Campus Life 101: WSC Offers Various Activities to Help Students Settle in to the First Week of School
Aug. 24, 2009 -- With boxes of ramen noodles, TVs, microwaves and snowboards in tow, Western State College students began moving into the residence halls on Friday, Aug. 21. WSC staff and faculty, Mountaineer basketball players and the Rotary Club all pitched in to help the 840 students move into their new digs.
Freshman Sarah Ward gets her feet wet whitewater kayaking with fellow new students during a Wilderness Based Orientation outing with the college's Wilderness Pursuits program.
"It’s frightening, but joyful," remarked Marjorie Lynn Meder on sending her first child, Ashley, off to college. The freshman from Denver admitted she was "a little nervous" about starting school on Monday, but seemed eager about her new-found independence. Those sentiments were echoed by parents and students alike throughout move-in day.
"It was a long day, but the Residence Life staff and I were excited to meet and speak with all of the students throughout the day," said Kevin Taylor, assistant director of housing and residence life. "There was much enthusiasm about beginning the school year (and perhaps also getting away from home)."
Classes started on Aug. 24. The first week of college brings a mixed bag of emotions for students, especially those who are new to campus. To help with the transition to college life, the Office of Campus Life and Orientation along with the Program Council hosts the Week of Welcome, a series of activities to bring students together and show them everything the college has to offer. Campus-wide games, such as Ultimate Frisbee and capture-the-flag, outdoor concerts and free weekend trips hosted by Wilderness Pursuits (WP) help students start friendships and become more comfortable with their new "home."
Some new students got a jump-start at Western this summer through the Wilderness Based Orientation (WBO) outings organized by the college’s Wilderness Pursuits office. This unique program offers a variety of outdoor excursions exclusively for incoming students. Among this year’s trips were sea kayaking in the Gunnison Valley, backpacking in Lake City and Crested Butte, whitewater rafting through Cataract Canyon on the Colorado River, and a weeklong mountaineering expedition through the San Juan Mountains. Highly trained WSC students, who have Wilderness First Responders certification, guide the trips and provide entry-level instruction to participants.
Sarah Ward from Augusta, Ga., was among the 70 new students who participated in a WBO trip this summer.

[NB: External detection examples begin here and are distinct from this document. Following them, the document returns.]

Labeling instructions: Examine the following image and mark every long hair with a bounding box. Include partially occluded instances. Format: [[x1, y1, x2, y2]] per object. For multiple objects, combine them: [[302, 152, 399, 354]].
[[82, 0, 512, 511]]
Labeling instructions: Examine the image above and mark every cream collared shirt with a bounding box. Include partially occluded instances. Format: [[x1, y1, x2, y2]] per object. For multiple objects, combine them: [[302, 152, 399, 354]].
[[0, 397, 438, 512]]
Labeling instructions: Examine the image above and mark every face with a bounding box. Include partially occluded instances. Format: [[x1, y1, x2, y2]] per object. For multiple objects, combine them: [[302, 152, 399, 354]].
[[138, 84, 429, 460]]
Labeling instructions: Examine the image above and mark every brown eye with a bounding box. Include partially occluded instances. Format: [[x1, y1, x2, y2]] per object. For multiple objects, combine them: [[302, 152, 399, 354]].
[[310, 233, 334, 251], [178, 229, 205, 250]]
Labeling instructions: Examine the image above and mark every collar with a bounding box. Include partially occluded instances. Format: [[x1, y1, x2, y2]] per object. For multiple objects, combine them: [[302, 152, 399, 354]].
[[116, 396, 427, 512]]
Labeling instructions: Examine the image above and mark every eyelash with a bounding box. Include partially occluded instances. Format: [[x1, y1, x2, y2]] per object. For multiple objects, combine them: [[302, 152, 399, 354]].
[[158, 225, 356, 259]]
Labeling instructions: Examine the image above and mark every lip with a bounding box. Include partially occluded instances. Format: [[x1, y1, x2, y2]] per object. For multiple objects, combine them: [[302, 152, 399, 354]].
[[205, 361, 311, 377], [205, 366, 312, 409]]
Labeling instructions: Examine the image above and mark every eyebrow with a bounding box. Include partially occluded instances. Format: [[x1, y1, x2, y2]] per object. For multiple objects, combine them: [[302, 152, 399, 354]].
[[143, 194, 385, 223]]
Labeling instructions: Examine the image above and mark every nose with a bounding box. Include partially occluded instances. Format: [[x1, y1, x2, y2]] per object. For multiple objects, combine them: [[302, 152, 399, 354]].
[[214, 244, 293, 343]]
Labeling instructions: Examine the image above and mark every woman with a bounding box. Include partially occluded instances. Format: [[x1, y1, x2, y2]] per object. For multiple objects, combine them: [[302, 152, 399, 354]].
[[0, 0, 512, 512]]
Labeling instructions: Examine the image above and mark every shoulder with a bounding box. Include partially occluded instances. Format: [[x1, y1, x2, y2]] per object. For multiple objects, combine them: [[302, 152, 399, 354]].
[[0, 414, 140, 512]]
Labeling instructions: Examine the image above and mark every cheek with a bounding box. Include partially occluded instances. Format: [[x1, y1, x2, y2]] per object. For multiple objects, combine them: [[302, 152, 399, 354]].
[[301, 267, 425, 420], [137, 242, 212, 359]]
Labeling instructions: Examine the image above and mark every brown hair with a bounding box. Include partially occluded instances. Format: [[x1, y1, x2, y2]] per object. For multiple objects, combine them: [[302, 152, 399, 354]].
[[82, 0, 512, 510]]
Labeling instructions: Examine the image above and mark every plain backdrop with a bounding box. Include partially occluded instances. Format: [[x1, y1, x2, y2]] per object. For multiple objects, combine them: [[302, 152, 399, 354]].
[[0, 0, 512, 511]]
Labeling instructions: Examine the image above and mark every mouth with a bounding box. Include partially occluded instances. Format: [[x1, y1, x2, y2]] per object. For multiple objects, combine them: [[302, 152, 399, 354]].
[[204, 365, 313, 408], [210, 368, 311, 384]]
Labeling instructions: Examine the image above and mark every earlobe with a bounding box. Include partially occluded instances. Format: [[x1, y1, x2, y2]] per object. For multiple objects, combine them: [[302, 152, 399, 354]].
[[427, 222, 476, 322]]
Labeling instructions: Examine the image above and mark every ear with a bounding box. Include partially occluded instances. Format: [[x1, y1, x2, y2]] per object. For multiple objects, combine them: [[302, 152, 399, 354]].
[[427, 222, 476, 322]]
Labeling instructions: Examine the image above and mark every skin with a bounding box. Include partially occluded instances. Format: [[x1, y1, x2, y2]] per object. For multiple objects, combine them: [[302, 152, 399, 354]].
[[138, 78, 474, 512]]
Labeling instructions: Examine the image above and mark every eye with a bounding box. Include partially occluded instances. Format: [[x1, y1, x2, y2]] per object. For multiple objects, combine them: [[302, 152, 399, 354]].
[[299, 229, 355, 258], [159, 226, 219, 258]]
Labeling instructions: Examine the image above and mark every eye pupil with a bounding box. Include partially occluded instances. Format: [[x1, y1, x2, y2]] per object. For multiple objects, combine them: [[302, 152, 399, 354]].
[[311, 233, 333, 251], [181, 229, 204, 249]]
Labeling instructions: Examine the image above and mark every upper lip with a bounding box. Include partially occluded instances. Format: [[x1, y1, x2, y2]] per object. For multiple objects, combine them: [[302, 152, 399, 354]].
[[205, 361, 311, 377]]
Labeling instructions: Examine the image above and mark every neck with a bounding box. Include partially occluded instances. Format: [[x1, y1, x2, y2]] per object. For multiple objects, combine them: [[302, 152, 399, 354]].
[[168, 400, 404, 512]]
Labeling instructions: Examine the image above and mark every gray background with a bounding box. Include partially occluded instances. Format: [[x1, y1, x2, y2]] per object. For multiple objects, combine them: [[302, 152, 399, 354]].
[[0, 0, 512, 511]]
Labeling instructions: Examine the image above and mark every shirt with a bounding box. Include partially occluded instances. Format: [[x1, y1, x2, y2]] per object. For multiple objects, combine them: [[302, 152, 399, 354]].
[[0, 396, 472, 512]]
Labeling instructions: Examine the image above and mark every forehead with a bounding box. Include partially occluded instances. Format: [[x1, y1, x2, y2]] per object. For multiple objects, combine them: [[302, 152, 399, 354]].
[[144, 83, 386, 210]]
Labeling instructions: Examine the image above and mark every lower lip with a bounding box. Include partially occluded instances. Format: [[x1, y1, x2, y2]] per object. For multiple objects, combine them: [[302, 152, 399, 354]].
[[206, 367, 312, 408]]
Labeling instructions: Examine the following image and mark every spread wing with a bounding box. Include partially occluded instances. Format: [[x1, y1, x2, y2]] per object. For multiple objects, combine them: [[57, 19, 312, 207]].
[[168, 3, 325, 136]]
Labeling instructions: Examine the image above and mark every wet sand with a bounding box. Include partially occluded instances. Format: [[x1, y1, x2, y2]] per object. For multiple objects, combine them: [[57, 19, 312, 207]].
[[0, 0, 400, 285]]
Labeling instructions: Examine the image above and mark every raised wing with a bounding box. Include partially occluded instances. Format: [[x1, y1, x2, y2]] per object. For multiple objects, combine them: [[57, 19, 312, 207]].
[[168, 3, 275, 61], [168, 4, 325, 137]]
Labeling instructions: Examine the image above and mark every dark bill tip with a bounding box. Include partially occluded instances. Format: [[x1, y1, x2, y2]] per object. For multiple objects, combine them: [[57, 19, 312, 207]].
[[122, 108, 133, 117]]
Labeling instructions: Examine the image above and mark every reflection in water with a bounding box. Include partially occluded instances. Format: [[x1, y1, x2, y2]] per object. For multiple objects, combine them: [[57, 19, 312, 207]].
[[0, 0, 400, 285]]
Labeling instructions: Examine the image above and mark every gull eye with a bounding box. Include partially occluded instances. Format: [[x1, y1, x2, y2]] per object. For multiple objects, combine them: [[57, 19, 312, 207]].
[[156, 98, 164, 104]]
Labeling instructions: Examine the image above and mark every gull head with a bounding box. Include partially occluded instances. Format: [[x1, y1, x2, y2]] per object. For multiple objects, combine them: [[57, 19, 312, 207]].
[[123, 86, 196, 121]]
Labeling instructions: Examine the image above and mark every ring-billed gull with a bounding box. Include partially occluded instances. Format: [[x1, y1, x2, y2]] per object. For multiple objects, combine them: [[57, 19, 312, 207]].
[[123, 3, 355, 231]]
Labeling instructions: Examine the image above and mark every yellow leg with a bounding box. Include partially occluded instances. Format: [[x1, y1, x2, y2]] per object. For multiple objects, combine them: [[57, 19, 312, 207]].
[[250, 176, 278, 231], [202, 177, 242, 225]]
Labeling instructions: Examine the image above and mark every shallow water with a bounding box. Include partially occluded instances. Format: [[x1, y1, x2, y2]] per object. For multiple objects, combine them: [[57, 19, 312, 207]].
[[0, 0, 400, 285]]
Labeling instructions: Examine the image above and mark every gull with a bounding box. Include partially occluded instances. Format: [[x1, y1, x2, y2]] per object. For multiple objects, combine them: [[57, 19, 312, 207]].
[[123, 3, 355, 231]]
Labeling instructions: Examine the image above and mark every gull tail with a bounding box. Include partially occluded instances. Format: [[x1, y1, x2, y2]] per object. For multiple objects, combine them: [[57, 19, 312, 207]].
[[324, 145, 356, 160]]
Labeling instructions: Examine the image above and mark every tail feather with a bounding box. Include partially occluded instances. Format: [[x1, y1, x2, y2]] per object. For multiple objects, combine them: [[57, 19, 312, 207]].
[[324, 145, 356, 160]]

She got her feet wet whitewater kayaking the rivers of the Gunnison Valley in August. Simply put, she had a "blast."
"It was my first time whitewater kayaking and I definitely got to push my limits and comfort zone, which is always good," she said. "Our guides, Buck [Crocket] and Tom [Sunderland], were amazing. They were some of the coolest people I have ever met."
According to WP Director Janna Hansen, studies have shown that students who participate in wilderness orientations are more likely to remain at the college and graduate. In addition to helping students connect with their peers, the outings help them develop decision-making and problem-solving skills, as well as boost their confidence as they step outside their comfort zones. The student-led programs also enable new students to connect with upperclassman who serve as role models and provide them with realistic expectations of college.
"This is a difficult time for students as they transition into college life. They are unsure about so many things, such as making friends and fitting in on campus. WBO allows students to form a cohort before they come to campus. The trips help them develop bonds and new relationships. I see a lot of seniors who are still friends with classmates they met on a WBO trip," Hansen remarked.
The Week of Welcome wraps up this weekend. Friday’s events include an open mic hosted by WSC student Evan Bennett and free music at the Gunnison Arts Center. On Saturday, the Mountaineers take on Fort Hays State at 1 p.m. for the first football game of the season. Other Saturday events include the Butte Bouldering Bonanza competition hosted by the WSC Climbing Team from 8 a.m. to 5 p.m. in Crested Butte and the 24-Hour Play Performance (featuring plays produced by students in a single day) at 7:30 p.m. in the Studio Theatre of Taylor Hall.